Tuesday’s box scores show the impact:
There were six guys with at least 12 rebounds, five of them born outside the US.
There were six with at least seven assists, all of them born outside the US.
There were four guys with at least three blocks, all of them born outside the US.
Nikola Jokic had 19 points, 14 rebounds and 15 assists for Denver, and it might not have even been his best game of the season. Jokic is Serbian and represents how the game is played today. He is 213cm tall, fast and skilled. He is going to be a problem for teams for a long time and is the biggest reason the Nuggets entered Wednesday atop the Western Conference.
The NBA has utilized a “US vs the world” format in what used to be called the rookie game at All-Star weekend since 2014, and maybe it is time to think about doing something like that in the varsity matchup as well.
“You’ve got guys coming from everywhere and anybody now in the world, you know if you work hard you can come play in the NBA,” said Charlotte’s Tony Parker, who was born in Belgium.
There is a myriad of theories on why this is happening.
The one that makes the most sense is that the game is basically beamed in real time to every smartphone in the world. Young players like Doncic can see fellow Europeans succeed in the NBA while oohing and aahing over their basketball heroes — and for the Mavericks rookie, it was LeBron James.
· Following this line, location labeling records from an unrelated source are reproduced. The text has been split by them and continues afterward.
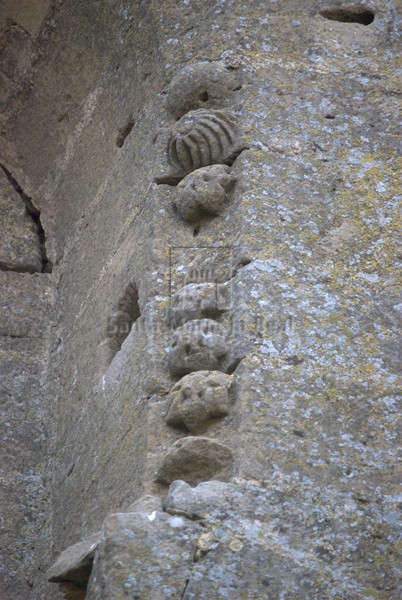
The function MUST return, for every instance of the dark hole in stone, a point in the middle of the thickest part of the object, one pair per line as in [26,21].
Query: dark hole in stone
[123,133]
[167,180]
[34,214]
[122,320]
[363,16]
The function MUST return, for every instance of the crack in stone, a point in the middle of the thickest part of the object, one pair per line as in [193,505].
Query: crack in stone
[34,214]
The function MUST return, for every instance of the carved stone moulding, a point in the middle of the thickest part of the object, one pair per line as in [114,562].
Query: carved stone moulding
[204,192]
[197,399]
[196,459]
[199,85]
[202,138]
[198,345]
[198,301]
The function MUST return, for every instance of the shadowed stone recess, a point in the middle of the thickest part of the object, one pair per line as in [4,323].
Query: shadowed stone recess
[74,565]
[200,85]
[143,555]
[195,459]
[19,246]
[198,345]
[198,398]
[196,301]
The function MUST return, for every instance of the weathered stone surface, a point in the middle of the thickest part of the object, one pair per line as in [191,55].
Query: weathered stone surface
[25,14]
[201,138]
[250,530]
[19,247]
[204,192]
[313,232]
[206,499]
[198,345]
[25,301]
[197,301]
[146,503]
[75,563]
[201,85]
[197,398]
[195,459]
[143,555]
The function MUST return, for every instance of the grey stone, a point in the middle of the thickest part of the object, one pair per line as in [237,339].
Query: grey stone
[143,556]
[19,247]
[209,498]
[197,398]
[74,565]
[201,138]
[146,503]
[198,345]
[195,459]
[200,85]
[204,192]
[197,301]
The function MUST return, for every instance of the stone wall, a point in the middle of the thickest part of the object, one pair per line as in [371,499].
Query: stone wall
[274,269]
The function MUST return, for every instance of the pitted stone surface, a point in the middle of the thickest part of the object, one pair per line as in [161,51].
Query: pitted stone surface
[200,85]
[204,192]
[19,246]
[195,459]
[198,345]
[197,398]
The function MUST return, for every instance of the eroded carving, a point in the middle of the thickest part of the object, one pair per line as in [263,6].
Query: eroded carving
[198,398]
[204,192]
[198,345]
[196,459]
[199,85]
[197,301]
[202,138]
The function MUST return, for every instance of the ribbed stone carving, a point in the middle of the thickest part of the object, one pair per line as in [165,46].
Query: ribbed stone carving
[202,138]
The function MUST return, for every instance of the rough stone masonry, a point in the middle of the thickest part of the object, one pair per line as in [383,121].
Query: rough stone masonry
[200,299]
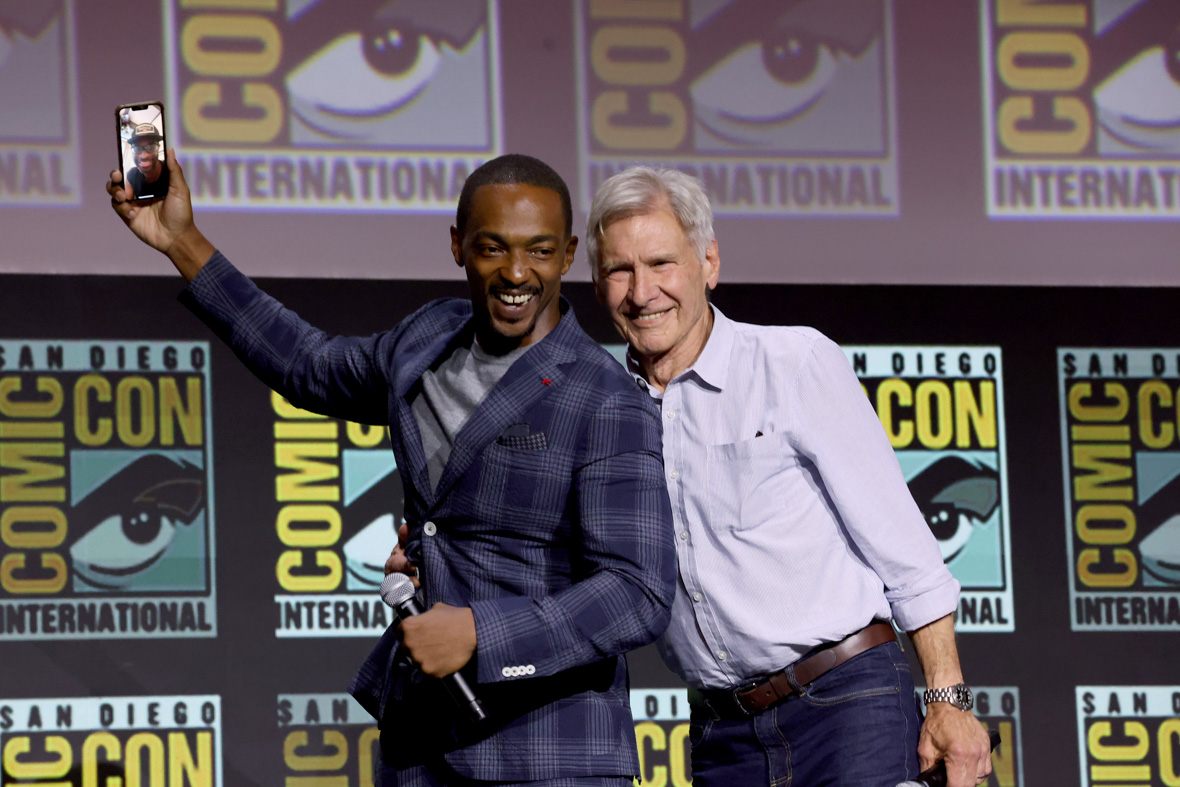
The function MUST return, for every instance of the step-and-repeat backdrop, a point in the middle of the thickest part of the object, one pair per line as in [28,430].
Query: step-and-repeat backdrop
[189,564]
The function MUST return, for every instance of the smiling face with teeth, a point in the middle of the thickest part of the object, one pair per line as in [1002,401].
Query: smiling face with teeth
[515,249]
[655,286]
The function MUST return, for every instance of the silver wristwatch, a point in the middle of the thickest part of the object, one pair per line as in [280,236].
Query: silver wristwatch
[958,695]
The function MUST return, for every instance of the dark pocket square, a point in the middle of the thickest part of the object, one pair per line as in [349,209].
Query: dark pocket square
[519,437]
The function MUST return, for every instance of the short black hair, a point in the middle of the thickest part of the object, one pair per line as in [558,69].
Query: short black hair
[513,169]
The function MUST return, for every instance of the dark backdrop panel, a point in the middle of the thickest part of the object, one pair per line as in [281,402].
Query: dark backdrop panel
[935,89]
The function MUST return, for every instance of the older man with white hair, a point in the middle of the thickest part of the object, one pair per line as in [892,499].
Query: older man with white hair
[798,539]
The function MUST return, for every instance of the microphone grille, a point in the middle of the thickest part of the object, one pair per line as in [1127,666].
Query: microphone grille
[397,589]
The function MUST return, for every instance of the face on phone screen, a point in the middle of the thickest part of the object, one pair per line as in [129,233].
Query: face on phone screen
[142,149]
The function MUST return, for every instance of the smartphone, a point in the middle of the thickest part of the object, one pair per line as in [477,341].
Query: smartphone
[143,139]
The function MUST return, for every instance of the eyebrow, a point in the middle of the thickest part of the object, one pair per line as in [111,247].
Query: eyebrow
[499,238]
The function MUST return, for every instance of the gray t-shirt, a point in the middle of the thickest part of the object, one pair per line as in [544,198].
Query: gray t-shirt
[450,394]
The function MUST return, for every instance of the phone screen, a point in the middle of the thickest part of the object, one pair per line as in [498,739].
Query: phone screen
[142,144]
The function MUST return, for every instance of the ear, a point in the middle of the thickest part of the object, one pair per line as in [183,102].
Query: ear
[712,264]
[457,246]
[570,249]
[600,289]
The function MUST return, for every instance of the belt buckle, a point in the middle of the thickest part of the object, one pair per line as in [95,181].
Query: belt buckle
[742,687]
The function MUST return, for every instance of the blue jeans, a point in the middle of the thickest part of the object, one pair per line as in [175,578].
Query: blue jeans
[856,726]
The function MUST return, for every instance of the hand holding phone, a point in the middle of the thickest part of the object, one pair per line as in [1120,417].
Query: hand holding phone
[142,144]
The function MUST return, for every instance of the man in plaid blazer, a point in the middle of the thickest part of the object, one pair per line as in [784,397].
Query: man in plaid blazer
[533,487]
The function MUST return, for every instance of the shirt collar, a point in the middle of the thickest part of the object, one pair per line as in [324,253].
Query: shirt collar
[712,366]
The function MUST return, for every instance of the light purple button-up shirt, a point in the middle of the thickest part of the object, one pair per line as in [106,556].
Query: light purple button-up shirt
[794,525]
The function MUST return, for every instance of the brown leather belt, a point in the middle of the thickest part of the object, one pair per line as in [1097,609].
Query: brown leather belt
[754,696]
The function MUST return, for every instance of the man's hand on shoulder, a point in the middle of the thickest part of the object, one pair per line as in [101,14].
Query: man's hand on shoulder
[959,739]
[398,561]
[164,224]
[443,640]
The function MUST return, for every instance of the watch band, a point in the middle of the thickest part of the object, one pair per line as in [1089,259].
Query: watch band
[958,695]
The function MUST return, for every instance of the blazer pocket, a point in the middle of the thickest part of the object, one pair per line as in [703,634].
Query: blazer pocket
[533,441]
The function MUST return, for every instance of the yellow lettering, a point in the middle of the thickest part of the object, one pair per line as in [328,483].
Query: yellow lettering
[41,768]
[47,408]
[932,408]
[1015,109]
[662,105]
[1036,13]
[26,485]
[1122,557]
[972,414]
[131,433]
[890,392]
[33,538]
[91,388]
[1154,434]
[185,412]
[305,484]
[321,582]
[182,768]
[14,562]
[1099,484]
[1043,78]
[332,739]
[109,745]
[137,746]
[662,10]
[650,736]
[233,61]
[321,525]
[201,96]
[1121,533]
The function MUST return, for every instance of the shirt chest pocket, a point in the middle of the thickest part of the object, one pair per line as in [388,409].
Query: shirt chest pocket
[745,481]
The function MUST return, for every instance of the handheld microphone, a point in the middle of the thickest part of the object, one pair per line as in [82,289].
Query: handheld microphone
[936,774]
[398,591]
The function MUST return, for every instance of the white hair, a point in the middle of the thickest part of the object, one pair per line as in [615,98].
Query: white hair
[642,190]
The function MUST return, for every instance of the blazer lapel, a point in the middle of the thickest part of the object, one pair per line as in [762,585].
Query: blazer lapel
[406,424]
[532,378]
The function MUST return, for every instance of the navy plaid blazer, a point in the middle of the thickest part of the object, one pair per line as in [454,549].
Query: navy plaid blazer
[551,522]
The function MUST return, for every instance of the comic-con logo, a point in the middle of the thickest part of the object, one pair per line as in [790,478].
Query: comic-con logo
[998,709]
[39,151]
[334,104]
[1082,109]
[151,741]
[105,481]
[661,733]
[1128,734]
[327,739]
[339,504]
[1120,437]
[942,408]
[779,106]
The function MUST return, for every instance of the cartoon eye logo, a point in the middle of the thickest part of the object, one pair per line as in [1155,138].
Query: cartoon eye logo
[375,513]
[784,76]
[1135,63]
[132,519]
[787,65]
[382,60]
[365,74]
[955,496]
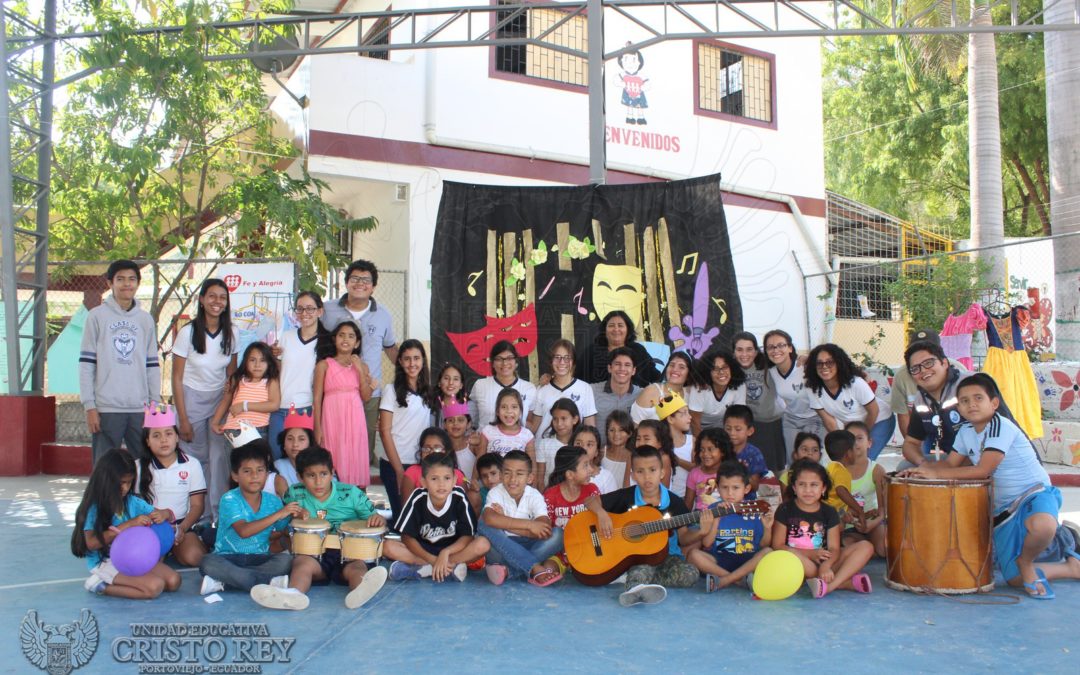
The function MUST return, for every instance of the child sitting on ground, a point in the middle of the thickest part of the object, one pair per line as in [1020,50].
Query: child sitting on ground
[320,496]
[437,527]
[248,518]
[867,487]
[515,522]
[810,528]
[738,541]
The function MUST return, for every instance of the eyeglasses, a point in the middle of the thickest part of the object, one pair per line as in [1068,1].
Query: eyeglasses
[926,365]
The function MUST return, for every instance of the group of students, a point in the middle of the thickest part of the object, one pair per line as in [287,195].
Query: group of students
[525,459]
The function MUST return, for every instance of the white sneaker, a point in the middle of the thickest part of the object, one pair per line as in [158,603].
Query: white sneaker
[211,585]
[272,597]
[643,594]
[372,583]
[460,571]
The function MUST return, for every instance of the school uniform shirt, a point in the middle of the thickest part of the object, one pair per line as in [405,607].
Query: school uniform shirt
[559,510]
[485,392]
[234,508]
[848,405]
[1018,470]
[345,502]
[500,442]
[711,408]
[529,507]
[807,530]
[204,372]
[297,369]
[133,507]
[628,498]
[408,422]
[174,486]
[436,528]
[577,391]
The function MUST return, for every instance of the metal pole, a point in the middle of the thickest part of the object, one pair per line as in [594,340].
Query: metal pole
[597,147]
[8,227]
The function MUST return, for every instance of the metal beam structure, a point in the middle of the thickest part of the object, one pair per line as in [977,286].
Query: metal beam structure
[312,34]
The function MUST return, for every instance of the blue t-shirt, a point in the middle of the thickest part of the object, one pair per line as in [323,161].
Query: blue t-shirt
[235,508]
[133,507]
[1020,469]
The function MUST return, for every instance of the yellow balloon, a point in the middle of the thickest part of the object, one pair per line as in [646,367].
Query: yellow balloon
[778,576]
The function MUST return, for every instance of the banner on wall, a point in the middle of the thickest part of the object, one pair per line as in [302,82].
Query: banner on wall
[532,265]
[261,298]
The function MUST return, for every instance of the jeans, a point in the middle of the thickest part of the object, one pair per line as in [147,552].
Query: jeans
[244,570]
[520,554]
[880,434]
[117,428]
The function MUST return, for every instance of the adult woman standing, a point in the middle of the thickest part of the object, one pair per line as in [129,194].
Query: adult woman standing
[204,356]
[761,397]
[296,349]
[617,331]
[787,378]
[485,391]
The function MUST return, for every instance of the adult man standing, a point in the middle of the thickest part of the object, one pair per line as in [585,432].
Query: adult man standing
[617,392]
[376,327]
[119,373]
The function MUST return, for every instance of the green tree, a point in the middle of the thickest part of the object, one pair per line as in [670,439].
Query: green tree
[161,149]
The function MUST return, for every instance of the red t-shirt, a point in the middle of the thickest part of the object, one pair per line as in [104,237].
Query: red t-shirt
[558,510]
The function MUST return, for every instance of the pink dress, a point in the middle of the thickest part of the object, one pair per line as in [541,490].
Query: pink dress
[345,429]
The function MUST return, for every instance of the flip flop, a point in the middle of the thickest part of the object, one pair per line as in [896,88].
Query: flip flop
[1033,589]
[547,570]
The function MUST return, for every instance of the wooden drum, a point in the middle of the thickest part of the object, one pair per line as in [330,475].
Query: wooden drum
[939,536]
[360,542]
[309,536]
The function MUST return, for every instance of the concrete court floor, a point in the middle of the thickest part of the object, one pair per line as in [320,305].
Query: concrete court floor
[421,626]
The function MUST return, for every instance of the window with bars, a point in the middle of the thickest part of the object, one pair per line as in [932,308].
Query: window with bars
[538,62]
[734,83]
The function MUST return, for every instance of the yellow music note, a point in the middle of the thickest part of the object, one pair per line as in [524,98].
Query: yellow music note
[472,281]
[720,302]
[693,265]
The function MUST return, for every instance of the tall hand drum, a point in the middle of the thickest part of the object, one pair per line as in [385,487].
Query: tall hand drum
[939,536]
Embiid went slightly more old school, saying his favorite all-timer is former MVP Hakeem Olajuwon. Antetokounmpo modeled some of his game after Scottie Pippen.
The seeds have been planted over the past 20 years. It was only a matter of time before they bore fruit.
“We just know what this game is about,” Doncic said. “I don’t know if people think international players aren’t that good, but I think we showed up.”